My migraines have defined my life and me profoundly. Because of them I had no choice to go deeper into myself – because when my external life is robbed from me, there is only an internal life left to look forward to. I would like to think of it as a blessing in disguise, but I wouldn’t have an alternative to compare to. I am a lot less unhappy than my past selves, aided by the introspection that can only come from the immobility of a disabled self. But who really knows how would I have unfolded had I stayed healthy?

Yet everything that have been written here can only be attributed to a person like this, like me. Just like only Dazai could have written “No longer human”, or only Le Guin could provoke people with her blogged words at age 81, the words that have flowed consistently and unabashedly here can only have come from me.

I don’t have much to give to this world, only my words are left. There are hundreds of people that arrive here every month – probably most bounce because in a lot of ways this is not attractive reading, but there are some who stay, and once they stay they really stay.
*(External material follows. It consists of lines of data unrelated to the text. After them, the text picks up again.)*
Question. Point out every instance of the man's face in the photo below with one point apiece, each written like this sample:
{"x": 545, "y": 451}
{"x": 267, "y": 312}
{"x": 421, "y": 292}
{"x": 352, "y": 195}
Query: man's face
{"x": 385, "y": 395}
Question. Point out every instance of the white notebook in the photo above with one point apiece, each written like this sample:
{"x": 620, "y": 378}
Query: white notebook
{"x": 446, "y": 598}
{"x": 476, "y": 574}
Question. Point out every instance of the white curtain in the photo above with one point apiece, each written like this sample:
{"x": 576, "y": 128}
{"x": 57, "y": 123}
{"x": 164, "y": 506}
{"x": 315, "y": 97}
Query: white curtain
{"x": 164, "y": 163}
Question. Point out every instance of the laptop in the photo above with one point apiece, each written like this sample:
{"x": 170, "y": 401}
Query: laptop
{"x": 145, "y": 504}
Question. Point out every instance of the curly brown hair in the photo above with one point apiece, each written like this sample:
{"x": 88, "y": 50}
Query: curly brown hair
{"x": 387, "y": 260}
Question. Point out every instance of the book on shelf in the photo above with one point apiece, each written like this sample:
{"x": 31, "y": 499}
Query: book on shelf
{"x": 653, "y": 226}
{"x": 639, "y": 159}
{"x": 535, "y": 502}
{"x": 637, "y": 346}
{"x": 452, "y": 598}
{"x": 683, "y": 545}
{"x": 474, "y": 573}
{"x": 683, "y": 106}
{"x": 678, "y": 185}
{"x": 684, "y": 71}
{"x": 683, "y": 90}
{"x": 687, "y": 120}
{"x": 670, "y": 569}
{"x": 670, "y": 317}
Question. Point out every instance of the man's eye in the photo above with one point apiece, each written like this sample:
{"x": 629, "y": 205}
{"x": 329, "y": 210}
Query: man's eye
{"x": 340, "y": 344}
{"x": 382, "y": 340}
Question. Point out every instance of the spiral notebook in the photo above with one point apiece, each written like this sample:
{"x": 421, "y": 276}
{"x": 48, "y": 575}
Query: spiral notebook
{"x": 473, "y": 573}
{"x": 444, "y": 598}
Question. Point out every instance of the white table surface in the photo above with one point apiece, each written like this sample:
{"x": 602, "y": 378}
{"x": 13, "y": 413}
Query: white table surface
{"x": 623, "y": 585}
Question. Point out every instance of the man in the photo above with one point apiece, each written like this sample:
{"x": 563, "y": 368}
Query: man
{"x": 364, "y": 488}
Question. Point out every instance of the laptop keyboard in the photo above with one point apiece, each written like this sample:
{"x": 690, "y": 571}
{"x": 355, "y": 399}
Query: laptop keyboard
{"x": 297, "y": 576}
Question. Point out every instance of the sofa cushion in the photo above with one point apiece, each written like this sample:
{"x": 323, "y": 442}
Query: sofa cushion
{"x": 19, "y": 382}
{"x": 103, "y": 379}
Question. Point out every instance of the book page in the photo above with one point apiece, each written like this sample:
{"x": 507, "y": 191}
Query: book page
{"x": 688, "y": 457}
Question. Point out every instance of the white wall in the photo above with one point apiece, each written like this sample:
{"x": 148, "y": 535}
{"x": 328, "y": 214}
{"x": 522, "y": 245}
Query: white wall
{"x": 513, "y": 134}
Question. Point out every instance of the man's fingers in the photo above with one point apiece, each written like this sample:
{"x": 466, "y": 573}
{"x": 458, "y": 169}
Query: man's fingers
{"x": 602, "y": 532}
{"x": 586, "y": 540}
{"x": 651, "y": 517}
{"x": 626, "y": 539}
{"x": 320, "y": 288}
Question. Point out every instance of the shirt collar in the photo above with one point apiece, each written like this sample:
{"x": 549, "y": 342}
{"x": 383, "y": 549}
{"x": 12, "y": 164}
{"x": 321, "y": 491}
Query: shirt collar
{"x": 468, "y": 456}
There are some who leave after a while because they can no longer relate to my writing or I’ve changed. That is okay, because that is representative of reality. We can’t expect to like the same things forever. We can’t even like ourselves forever. This impermanence is what that drives that incessant creativity of human beings.

When I look back at my words, are they enough to sustain an existence, to make my life worth while? I have increasingly come to believe that this is not a question I can answer. I can only write them because I have to. I can’t do much about what people do with my words. Even if nobody reads them I will still write them, because this is the only way I know how to exist, and this is also the only way I truly get to know myself.

There are only words left, but these are words that can only come from me. That makes them precious, even if only to me, and for me.


This is why for me self-expression and art is precious. They gift a dimension of life that is utterly useless but yet perhaps it is the only thing that can capture the soul of human beings. I can’t know much about you from your wealth, status, career, possessions – even people who are supposed to know you may not really know who you are, but your art speaks a truth about you that doesn’t come from elsewhere. It comes from melding everything about you.

When everything is said and done, what is left? For some people it may be a building in their name, others may have patents, memories, loved ones. For me only words are left. They may not indicate whether a life was worthwhile, but they express a life that is lived, reflected upon, absorbed and felt. Maybe we can’t really control whether our lives are well-lived, but I can at the very least, attempt to feel it, process it, express it – thoroughly.